To detect anomalies, to predict network behavior, we need a mathematically rigorous theory for dynamic graphs that grow and evolve. We propose to make the first step towards developing such a theory by mapping our hyperbolic model of complex networks to pseudo-Riemannian geometry. Pseudo-Riemannian geometry is the geometry of manifolds, in which one coordinate can be associated with time, making this geometry a perfect candidate to model graphs evolving in time. Therefore, the main premise that we set to prove during the first year of this project is that random geometric graphs built on top of Lorentzian manifolds (a well-studied class of pseudo-Riemannian manifolds) model the dynamical properties of large real networks.

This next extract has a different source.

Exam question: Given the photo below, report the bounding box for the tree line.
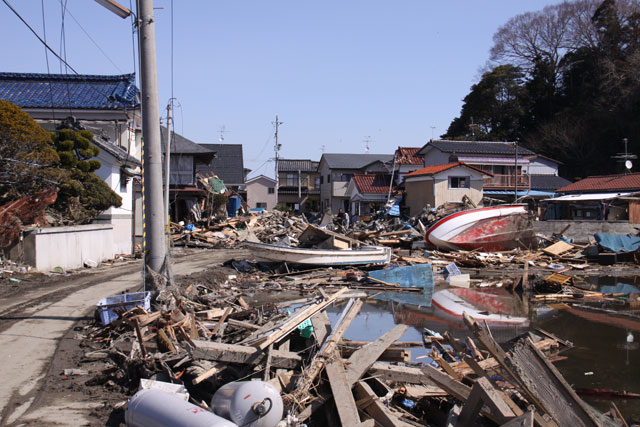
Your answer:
[443,0,640,180]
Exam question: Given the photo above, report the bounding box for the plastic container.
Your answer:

We will accomplish the following tasks (see the complete proposal for term definitions and details):
Task 1: Find a Lorentzian manifold M such that there exist bijection Φ between M and hyperbolic space H that preserves the volume form, and maps Alexandrov sets in M to intersections of balls in H (Sep 2012 - Feb 2013)
|1.1||Prepare a candidate list of manifolds|
|1.2||For each manifold in the list, introduce a coordinate system (a spherical foliation of the manifold).|
|1.3||Find the radial coordinate in H as the function of time in M.|
|1.4||If the solution in 1.3 exists, prove that it is invariant under the group of isometries of M and H.|
Task 2: Derive the structural properties of random geometric graphs built on top of the selected manifold (Mar 2013 - May 2013)
|2.1||Generate random geometric graphs on M.|
|2.2||Compute the volumes of a selected compact patch in M and Alexandrov sets in it.|
|2.3||Derive analytically the graph size, average degree, degree distribution, clustering.|
Task 3: Derive the dynamical properties of the graphs generated in Task 2 (Apr 2013 - Jun 2013)
Task 4: Validate the analytic results in numeric experiments (May 2013 - Jul 2013)
|4.1||Implement the graph model in software.|
|4.2||Simulate the graphs and compute their structural and dynamic properties.|
|4.3||Compare the simulated properties to the theoretical predictions.|
Task 5: Apply the obtained results to real networks (Mar 2013 - Aug 2013)
|5.1||Collect real network data.|
|5.2||Process the data extracting the structural and dynamic properties of interest for real graphs.|
|5.3||Investigate how accurately the theoretical and numerical results describe the real graphs.|
The main impact and practical significance of the proposed work is that the knowledge of the universal laws governing the dynamics of complex networks will allow us to predict network behavior, while abnormal dynamics deviating from such laws will then signify anomalous activity.
UCSD researchers perform fundamental research on a reasonable efforts basis.
|#||Deliverable Description||Type||Due date|
|1||Manifold and mapping||written report||Feb 2013|
|2||Graph modeling simulation software||software||Jun 2013|
|3||Structural and dynamical characteristics of real networks||data||Jul 2013|
|4||Final report||written report||Aug 2013|
If our first-year tasks are successfully completed, then in subsequent years we will propose to:
- identify the equations describing the dynamics of random geometric graphs in the resulting model;
- develop a set of tools and methods, based on these equations, to predict network dynamics and detect anomalies;
- apply the developed methods to real networks.